Are work-related benefits for disabled persons tax free?

Posted on 10th May 2024 by Joanne Stoneman

A loyal employee has suffered a disability and needs special equipment to do her job. If she also uses the equipment in her personal life, will it count as a taxable benefit for her?

Equipment for work

We first need to consider the general tax rules where employers provide accommodation (a place to work) and supplies, e.g. equipment or services, to employees. Where it is solely so that they can do their jobs it doesn’t count as a taxable benefit in kind. Conversely, a taxable benefit occurs if accommodation and supplies are provided to employees for their private use, unless an exemption applies.

Work and private use

An important exemption tackles the dilemma created where goods or services are provided to employees for work but there’s also private use.

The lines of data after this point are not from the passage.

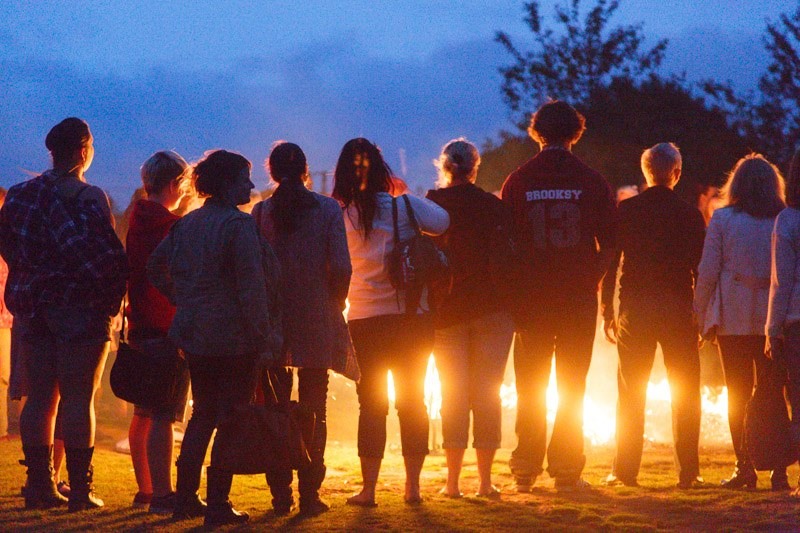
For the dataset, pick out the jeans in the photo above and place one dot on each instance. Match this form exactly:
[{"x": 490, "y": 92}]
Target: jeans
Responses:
[
  {"x": 641, "y": 327},
  {"x": 218, "y": 383},
  {"x": 402, "y": 344},
  {"x": 471, "y": 358},
  {"x": 66, "y": 354},
  {"x": 738, "y": 353},
  {"x": 566, "y": 329}
]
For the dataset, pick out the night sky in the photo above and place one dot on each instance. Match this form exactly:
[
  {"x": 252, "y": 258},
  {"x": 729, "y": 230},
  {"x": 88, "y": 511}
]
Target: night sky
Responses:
[{"x": 196, "y": 75}]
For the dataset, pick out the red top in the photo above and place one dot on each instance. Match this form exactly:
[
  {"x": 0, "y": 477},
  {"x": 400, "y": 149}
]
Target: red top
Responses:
[
  {"x": 564, "y": 222},
  {"x": 149, "y": 311}
]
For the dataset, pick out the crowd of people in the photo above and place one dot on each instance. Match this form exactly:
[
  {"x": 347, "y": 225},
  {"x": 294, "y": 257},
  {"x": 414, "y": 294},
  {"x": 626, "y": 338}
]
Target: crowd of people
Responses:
[{"x": 526, "y": 266}]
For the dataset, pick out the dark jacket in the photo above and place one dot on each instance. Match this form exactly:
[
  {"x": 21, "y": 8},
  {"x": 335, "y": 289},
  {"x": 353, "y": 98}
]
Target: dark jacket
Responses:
[
  {"x": 474, "y": 215},
  {"x": 660, "y": 241},
  {"x": 564, "y": 222}
]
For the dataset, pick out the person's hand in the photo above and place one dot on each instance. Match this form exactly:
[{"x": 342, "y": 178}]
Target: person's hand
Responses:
[
  {"x": 773, "y": 348},
  {"x": 610, "y": 330}
]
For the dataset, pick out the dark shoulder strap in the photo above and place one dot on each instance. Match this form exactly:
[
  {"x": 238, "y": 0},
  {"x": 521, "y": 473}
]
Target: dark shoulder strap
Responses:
[
  {"x": 411, "y": 218},
  {"x": 394, "y": 221}
]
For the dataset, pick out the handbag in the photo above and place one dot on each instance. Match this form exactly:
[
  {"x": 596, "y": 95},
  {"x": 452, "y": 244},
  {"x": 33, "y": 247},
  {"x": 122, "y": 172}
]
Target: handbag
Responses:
[
  {"x": 263, "y": 435},
  {"x": 150, "y": 376},
  {"x": 415, "y": 262},
  {"x": 767, "y": 430}
]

A common example is a computer and software package which is used in the office and at home, and at both locations for work and for private purposes, such as for posting on social media or keeping an eye on the cricket score.

A condition of the exemption prevents abuse. The condition is that the private use is “not significant”. It would, e.g. apply if a director’s company fits out an office at home which is used by the director and their family frequently for personal activity but only rarely for work.

In practice, HMRC interprets “not significant” private use generously. Where the motive for providing goods or services is clearly so that an employee can do their job, it won’t question the amount of private use unless there’s evidence that the exemption is being abused.

Significant private use

A benefit would fall foul of the “not significant” condition if an employer provided goods or services for a disabled employee such as a hearing aid, wheelchair, text-to-audio software, etc. Naturally, they are likely to use these for private purposes for “significant” periods and purposes. The good news is that HMRC has created a specific exemption for this situation. But, of course, there are more conditions. They are:

  1. The benefit is provided to a disabled employee.

  2. Its main purpose is to enable the employee to do their job.

  3. It’s a hearing aid or other equipment, services or facilities.

  4. It’s provided under the terms of statutory rules relating to equality for disabled persons in the workplace whether or not the employer has a legal duty to provide the benefit.

  5. It’s made available to the employer’s employees generally on similar terms.

Condition 5 can prevent owner managers using their company to gain a tax advantage solely for themselves.

This would not, in our view, apply to owner managers of one-person companies. If they are disabled they could use company funds to, say, provide a hearing or sight aid as a tax and NI-free benefit. What’s more, their company will be entitled to a corporation tax deduction for the cost of providing it.